2)  You support the rights of women.  Check.

Therefore you must support Israel, one of the few countries in region where women enjoy all the rights men do, and aren’t required to drape every part of their body in the anonymity of the burqa or veil, and are allowed to drive, and may serve on the hight court, and are even the top general in the military.

3)  You support the rights of minorities.  Check.

Therefore you must support Israel, where a substantial number of cabinet members are Arab, where the quality of life for Israeli Arabs is higher than in neighboring states, where there is no tradition of legalized slavery as there was in the Arab states until the 1960s, when it was abolished under European pressure, but still continues in a form of servitude for migrant workers from abroad.

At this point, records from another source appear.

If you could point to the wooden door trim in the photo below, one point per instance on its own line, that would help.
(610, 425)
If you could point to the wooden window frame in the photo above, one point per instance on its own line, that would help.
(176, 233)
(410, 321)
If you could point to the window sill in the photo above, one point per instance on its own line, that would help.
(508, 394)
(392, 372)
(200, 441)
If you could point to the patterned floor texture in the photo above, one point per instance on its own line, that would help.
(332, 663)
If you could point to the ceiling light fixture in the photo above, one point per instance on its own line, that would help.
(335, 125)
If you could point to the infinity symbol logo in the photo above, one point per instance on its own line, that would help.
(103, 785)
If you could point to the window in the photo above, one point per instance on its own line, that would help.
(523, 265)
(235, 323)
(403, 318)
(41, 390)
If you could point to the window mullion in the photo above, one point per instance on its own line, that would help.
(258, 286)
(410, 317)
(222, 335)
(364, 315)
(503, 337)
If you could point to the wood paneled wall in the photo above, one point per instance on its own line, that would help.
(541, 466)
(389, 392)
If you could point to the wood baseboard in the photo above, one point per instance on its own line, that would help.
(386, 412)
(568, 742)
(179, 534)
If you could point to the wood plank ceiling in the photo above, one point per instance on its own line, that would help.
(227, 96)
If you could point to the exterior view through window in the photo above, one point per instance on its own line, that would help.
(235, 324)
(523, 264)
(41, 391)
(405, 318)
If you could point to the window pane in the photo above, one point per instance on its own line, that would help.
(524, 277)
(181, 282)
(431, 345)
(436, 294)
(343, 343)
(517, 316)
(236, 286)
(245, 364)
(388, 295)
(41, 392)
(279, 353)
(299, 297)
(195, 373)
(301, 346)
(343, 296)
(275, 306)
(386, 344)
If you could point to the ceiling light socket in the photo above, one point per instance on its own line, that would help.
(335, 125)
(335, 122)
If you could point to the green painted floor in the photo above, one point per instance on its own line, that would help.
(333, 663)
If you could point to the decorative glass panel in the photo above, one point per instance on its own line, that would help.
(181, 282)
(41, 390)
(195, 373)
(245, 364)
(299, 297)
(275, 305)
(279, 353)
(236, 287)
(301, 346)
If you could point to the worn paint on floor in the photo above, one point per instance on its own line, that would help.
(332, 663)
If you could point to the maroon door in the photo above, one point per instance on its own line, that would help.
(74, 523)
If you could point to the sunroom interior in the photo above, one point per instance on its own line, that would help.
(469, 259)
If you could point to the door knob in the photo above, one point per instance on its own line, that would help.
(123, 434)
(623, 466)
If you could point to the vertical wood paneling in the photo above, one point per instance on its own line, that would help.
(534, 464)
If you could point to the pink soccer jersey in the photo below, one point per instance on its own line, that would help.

4)  You support democratic government.  Check.

Therefore you must support Israel, a fact that really speaks for itself, in these times in particular, where tyrants around Israel are slaughtering their citizens in droves as they hold on desperately to power, and where the people have always been disenfranchised.

5)  You support a free press.  Check.

Therefore you must support Israel, where an opposition thrives in the media.  Has she read Haaretz?

You could go on and on and on, ad nauseum, but the truth is supporting Israel is consistent with liberalism.  Not support Israel is consistent with totalitarianism.

I invite the activists out there, the ones on the flotilla and the ones boarding planes this week and the ones with blogs and the ones writing columns in newspapers, i invite you to diversify your interests, so to speak. Consider all the victims and violators in the region.

Ask yourself a really hard question: Why is it that I am so focused on Israel?